More than 1,500 telecom towers in Punjab have been damaged by farmers protesting against the three farm laws, disrupting products and services in some pockets, sources said.
Power provide to towers that relay telecom signals used to be snapped and cables cut in several parts of the state as farmers vented their anger on the infrastructure owned by billionaire Mukesh Ambani’s firm Jio as they saw him in conjunction with infrastructure tycoon Gautam Adani as major beneficiaries of the new laws.
Neither Ambani’s Reliance group nor Adani’s companies are into the trade of procuring foodgrains from farmers.
“Till the day past, 1,411 towers were damaged and today the count has gone polite past 1,500,” a source with knowledge of the matter said.
In Jalandhar, some bundles of Jio’s fibre cable were also burnt.
Jio has 9,000 plus towers in the state.
Another source said the commonest way of damaging the telecom towers used to be to bring to an end the power provide.

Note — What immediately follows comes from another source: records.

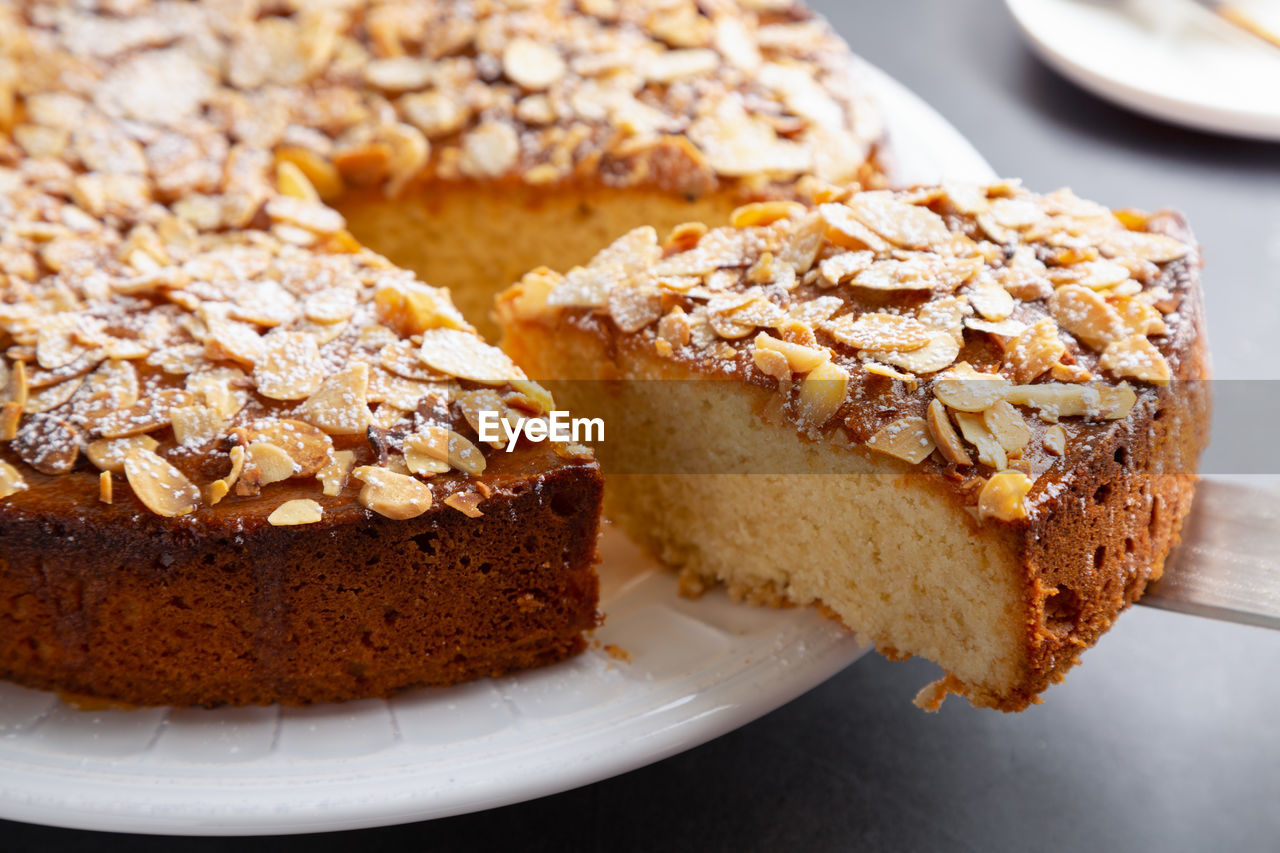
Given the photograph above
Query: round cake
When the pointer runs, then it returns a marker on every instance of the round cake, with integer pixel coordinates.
(241, 459)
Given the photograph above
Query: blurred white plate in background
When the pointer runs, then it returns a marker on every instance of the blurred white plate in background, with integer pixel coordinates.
(1168, 59)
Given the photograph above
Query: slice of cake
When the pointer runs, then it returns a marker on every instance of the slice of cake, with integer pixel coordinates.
(964, 419)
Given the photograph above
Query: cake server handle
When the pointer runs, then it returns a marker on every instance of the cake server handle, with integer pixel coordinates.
(1228, 565)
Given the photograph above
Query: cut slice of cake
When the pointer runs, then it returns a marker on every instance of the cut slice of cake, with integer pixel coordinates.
(964, 419)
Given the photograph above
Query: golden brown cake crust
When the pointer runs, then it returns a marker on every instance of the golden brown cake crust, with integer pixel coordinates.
(1038, 360)
(223, 607)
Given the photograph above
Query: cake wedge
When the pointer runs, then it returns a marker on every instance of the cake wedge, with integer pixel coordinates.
(964, 419)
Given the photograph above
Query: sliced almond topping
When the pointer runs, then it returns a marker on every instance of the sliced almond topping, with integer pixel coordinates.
(10, 480)
(903, 224)
(161, 488)
(396, 496)
(945, 436)
(531, 65)
(846, 231)
(1055, 400)
(974, 430)
(1055, 439)
(306, 445)
(466, 356)
(269, 464)
(764, 213)
(108, 455)
(196, 424)
(297, 511)
(990, 300)
(144, 416)
(289, 366)
(822, 393)
(1006, 424)
(1087, 315)
(341, 405)
(1004, 496)
(48, 443)
(906, 438)
(968, 389)
(940, 352)
(10, 415)
(772, 363)
(799, 357)
(411, 308)
(1159, 249)
(333, 477)
(878, 332)
(1034, 351)
(1138, 359)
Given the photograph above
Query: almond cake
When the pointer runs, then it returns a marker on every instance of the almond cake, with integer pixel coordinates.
(963, 419)
(240, 461)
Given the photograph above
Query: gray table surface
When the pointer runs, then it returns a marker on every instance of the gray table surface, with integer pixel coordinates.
(1165, 738)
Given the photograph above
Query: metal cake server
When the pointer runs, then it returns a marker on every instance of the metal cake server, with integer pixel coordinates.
(1228, 565)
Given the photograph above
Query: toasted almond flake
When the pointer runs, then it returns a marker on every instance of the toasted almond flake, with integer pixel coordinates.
(146, 415)
(10, 416)
(53, 396)
(269, 464)
(945, 436)
(846, 231)
(1055, 439)
(531, 65)
(940, 352)
(878, 332)
(489, 151)
(1136, 357)
(1159, 249)
(158, 484)
(822, 393)
(1087, 315)
(108, 455)
(990, 300)
(1034, 351)
(296, 511)
(306, 445)
(10, 480)
(197, 424)
(466, 356)
(967, 389)
(333, 477)
(465, 502)
(1006, 424)
(1055, 400)
(1004, 496)
(974, 430)
(341, 404)
(289, 366)
(396, 496)
(800, 359)
(906, 438)
(903, 224)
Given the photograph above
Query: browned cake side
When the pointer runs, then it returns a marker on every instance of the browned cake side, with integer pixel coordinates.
(223, 607)
(967, 420)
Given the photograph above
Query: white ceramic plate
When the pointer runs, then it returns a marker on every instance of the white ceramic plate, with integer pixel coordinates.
(1168, 59)
(696, 670)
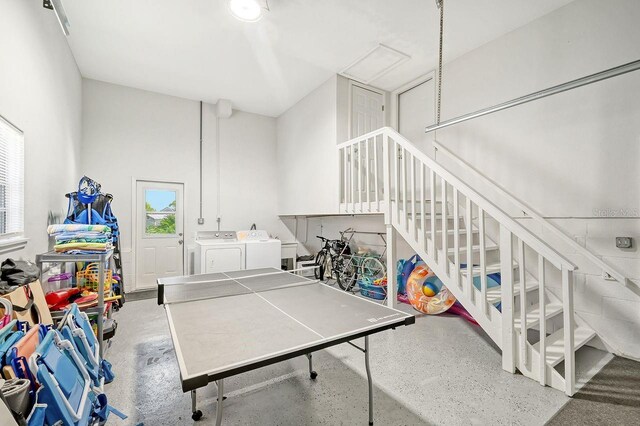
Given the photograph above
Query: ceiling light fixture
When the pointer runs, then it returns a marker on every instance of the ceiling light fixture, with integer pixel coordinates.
(246, 10)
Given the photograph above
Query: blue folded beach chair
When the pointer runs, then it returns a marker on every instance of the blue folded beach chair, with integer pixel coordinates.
(9, 336)
(76, 327)
(65, 383)
(66, 386)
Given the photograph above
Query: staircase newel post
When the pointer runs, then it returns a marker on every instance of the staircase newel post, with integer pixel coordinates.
(386, 175)
(391, 266)
(388, 220)
(506, 275)
(569, 327)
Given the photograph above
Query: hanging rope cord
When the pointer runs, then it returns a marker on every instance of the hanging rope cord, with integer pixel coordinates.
(440, 4)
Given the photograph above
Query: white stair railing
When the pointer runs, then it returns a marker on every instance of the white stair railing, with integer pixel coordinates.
(607, 270)
(440, 216)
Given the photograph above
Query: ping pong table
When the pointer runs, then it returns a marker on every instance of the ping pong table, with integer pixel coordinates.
(224, 324)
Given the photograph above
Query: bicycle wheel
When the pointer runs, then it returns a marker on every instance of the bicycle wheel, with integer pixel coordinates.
(346, 274)
(321, 263)
(372, 268)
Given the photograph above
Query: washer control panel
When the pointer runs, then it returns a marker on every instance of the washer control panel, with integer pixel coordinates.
(216, 235)
(253, 235)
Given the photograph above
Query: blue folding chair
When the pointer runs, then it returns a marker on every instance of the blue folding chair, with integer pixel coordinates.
(76, 327)
(65, 384)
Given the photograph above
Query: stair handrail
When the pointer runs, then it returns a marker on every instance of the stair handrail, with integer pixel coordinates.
(524, 234)
(529, 211)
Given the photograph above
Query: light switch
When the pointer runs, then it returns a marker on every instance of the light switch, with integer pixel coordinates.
(624, 242)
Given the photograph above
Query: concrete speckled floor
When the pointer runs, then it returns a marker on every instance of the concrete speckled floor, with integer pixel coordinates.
(442, 370)
(612, 397)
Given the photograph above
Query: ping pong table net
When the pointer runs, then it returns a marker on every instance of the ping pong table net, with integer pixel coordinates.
(217, 285)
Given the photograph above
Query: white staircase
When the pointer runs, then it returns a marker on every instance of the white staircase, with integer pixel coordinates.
(450, 226)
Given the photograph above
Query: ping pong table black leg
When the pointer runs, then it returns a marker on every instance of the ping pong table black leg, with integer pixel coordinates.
(366, 363)
(312, 373)
(220, 384)
(195, 413)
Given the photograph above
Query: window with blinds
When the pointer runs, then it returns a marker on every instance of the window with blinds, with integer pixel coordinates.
(11, 180)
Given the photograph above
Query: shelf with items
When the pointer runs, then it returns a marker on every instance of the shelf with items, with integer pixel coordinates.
(103, 261)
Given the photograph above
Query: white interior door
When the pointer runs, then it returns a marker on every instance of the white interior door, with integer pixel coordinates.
(367, 113)
(416, 110)
(159, 229)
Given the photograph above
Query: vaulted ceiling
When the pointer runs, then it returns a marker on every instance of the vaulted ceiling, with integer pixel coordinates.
(195, 49)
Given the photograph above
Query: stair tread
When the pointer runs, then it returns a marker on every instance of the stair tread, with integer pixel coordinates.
(492, 268)
(533, 314)
(555, 344)
(474, 248)
(462, 231)
(494, 294)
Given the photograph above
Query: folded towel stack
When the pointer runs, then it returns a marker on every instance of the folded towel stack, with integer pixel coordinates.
(81, 239)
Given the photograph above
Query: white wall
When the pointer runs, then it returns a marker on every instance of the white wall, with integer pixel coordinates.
(40, 92)
(307, 157)
(572, 156)
(145, 135)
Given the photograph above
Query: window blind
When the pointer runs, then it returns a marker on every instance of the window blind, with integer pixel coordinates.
(11, 179)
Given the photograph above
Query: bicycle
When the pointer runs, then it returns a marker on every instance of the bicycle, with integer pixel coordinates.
(334, 261)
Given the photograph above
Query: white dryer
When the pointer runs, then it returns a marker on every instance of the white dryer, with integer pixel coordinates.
(261, 251)
(218, 251)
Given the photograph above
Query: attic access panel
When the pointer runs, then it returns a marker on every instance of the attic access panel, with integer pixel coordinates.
(376, 63)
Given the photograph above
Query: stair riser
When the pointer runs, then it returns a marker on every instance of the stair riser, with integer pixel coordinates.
(462, 239)
(438, 222)
(492, 256)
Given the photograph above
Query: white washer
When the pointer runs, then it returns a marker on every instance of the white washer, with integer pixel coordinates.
(261, 251)
(218, 251)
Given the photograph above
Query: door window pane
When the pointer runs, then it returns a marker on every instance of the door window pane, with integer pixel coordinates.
(160, 211)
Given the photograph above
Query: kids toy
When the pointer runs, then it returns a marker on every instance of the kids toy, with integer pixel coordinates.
(433, 298)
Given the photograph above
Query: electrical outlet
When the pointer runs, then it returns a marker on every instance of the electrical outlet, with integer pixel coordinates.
(624, 242)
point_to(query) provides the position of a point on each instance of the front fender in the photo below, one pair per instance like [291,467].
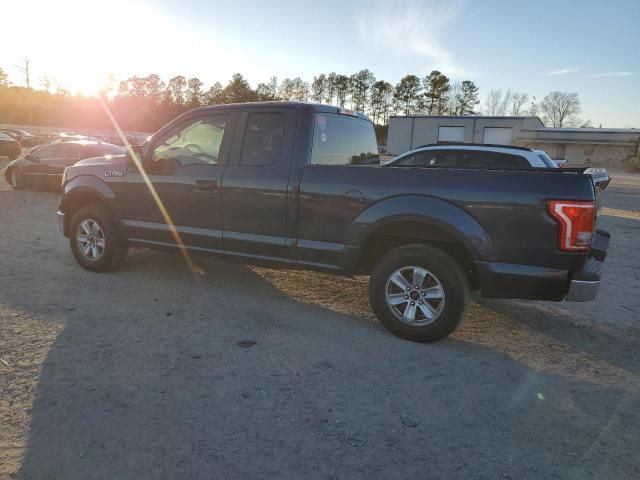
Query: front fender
[85,187]
[428,210]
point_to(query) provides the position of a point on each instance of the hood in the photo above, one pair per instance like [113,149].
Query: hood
[110,168]
[106,160]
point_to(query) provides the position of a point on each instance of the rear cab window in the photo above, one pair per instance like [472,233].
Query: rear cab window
[463,158]
[343,140]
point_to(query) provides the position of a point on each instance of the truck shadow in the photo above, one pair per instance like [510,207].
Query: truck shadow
[157,375]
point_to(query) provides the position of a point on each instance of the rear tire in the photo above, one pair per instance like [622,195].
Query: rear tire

In no less than one case, the generator at a tower site used to be physically taken absent and allegedly donated to a native gurudwara.
Videos of Jio employees being threatened and made to flee have gone viral.
The attacks have impacted telecom products and services and operators are struggling to take care of products and services in absence of action by law enforcement agencies, the source said.
The Punjab chief minister had on Friday appealed to protesting farmers to not cause inconvenience to most of the people with such actions and continue to exercise the same restraint as they had shown during the last several months of their agitation.
Sources said state police have so far not acted against those damaging telecom towers and even FIRs have not been registered normally.
According to the Tower and Infrastructure Providers Organization (TAIPA), a registered body of telecom infrastructure providers, no less than 1,600 towers have been vandalised.
These include common access infrastructure as polite.
Hundreds of farmers have been protesting at Delhi borders for over a month now against the three farm laws which they see would user in end to minimum toughen price (MSP) based procurement of farm produce like wheat and paddy.
The government has denied the apprehensions, saying MSP will continue and the new laws only supply farmers an alternative market to sell their produce.